Joel Rosenthal wakes us up with some vague griping and moaning about the need for education reform. Rosenthal acknowledges South Dakotans' rejection last November of Initiated Measure 15 and Referred Law 16 as signals that we think our K-12 system is fine the way it is. Rosenthal then contends we are wrong. He doesn't call us tired and stupid the way Governor Daugaard did. He just says that we're all too obsessed with sports (true!) and not focused enough on academic excellence:

However there is little effort by School Boards or the State Legislature to push for academic excellence. Parents and Local School boards are more interested in Extra Curriculars than Academics.

Jim Hanson who served as Secretary of Education for Governor Janklow in the 1980s often said, “the most important question in South Dakota education is the relative importance of (and then he motioned the forward pass or the dribble). Recently Representative Jim Bolin expressed to me what Citizens most want from their Schools is to hang the banner in the Gym. Representative Bolin is not just a thoughtful conservative Legislator but a Great Teacher. Both my children had him for multiple classes and he understands excellent education [Joel Rosenthal, "School Daze," South Dakota Straight Talk, 2013.01.06].

This anecdotal observation is perhaps a better place to start the conversation about what we should change in K-12 education than his only shred of empirical evidence, an observation that too many kids have to take remedial classes at university:

Consistently there are reports of the high numbers of students in our Universities that require remedial education. This means they are not ready for College level work. Those requiring remedial courses exceed 25 percent. That is 1 in 4. While parents believe their children are receiving a good education our Schools are practicing Educational Malpractice! [Rosenthal, 2013.01.06]

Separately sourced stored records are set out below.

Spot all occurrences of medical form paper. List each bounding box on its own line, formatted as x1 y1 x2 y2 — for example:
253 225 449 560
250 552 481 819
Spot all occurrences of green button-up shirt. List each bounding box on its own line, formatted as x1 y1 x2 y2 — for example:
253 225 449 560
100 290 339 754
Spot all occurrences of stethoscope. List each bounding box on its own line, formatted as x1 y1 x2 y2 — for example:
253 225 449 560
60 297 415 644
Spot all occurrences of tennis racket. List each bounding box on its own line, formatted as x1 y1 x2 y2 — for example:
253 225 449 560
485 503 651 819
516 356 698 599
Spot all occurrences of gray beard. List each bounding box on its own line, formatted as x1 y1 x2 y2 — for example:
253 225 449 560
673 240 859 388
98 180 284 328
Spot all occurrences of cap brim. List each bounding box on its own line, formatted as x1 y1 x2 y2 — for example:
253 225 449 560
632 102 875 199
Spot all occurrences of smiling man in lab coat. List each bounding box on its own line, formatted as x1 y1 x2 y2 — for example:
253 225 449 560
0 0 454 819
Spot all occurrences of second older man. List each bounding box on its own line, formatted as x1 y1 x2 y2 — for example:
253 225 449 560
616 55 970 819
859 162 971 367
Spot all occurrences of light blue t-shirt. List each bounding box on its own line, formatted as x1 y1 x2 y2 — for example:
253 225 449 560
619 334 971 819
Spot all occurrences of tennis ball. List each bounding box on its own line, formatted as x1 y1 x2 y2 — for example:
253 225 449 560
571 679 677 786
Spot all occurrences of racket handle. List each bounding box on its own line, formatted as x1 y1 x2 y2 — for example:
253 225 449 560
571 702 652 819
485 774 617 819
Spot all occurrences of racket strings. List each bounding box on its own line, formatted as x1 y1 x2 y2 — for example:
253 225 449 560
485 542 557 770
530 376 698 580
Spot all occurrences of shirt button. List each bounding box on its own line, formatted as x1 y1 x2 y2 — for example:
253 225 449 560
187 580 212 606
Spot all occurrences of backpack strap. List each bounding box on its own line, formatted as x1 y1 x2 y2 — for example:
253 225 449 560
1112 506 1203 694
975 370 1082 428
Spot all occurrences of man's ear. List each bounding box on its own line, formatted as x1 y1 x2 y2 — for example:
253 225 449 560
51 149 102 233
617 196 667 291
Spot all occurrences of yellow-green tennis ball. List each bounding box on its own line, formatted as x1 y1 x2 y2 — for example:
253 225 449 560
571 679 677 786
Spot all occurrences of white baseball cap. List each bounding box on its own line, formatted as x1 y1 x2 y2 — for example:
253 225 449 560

LK is one of the educators Rosenthal accuses of malpractice. LK responds that the real malpractice may lie at the feet of the Board of Regents:

One reason that South Dakota's colleges and universities have so many students taking remedial classes is that they take more students than they did a couple of decades ago. The need for tuition dollars seems to have trumped entrance standards [LK, comment to Rosenthal, 2013.01.06].

One in four students taking remedial classes at university may signal that one in four students should have considered options other than costly university educations that may not add much value to their skill sets or career inclinations.

Rosenthal doesn't make clear what practical form his "reform" would take. He just harrumphs "Accountability!" as did the backers of the Governor's failed education reform package last year. If Rosenthal wants to take us down the road of more test-based assessment for students and teachers, which was the core of the Governor's bad policy last year, Rosenthal needs to re-read everything I wrote on HB 1234 last year. Folks didn't reject the Governor's education package because they are obsessed with sports. They rejected HB 1234 because it wouldn't work.

As Rosenthal and legislators fumble toward education reform, they should also read these two articles that question the value of high-stakes testing in measuring how well students and teachers are performing:

  1. A new study from Northwestern University finds that teachers' effects on test scores and non-cognitive skills are "largely orthogonal"—in other words, teachers' abilities to boost test scores have hardly any correlation with their ability to boost things like kids' self-control and perseverance. And there's widespread evidence, says teacher Larry Ferlazzo, that those non-cognitive skills have at least as much impact on students' long-term success as the cognitive skills measured by the bubble tests.
  2. Folks fretting over international test-score comparisons should read what the winners on the international tests say. East Asian countries outscore us on math and science tests, but they find their students lack enthusiasm and self-confidence in those subjects.

I don't know what reforms Rosenthal and his Republican friends in Pierre may advocate this year. But if you want cheerless drones on both sides of the desk, go ahead, float more test-based reform packages. But if you want go-getters with perseverance and enthusiasm, maybe just keep your hands off K-12 education and let us teachers do our thing... a thing that can't be measured by Common Core standardized tests.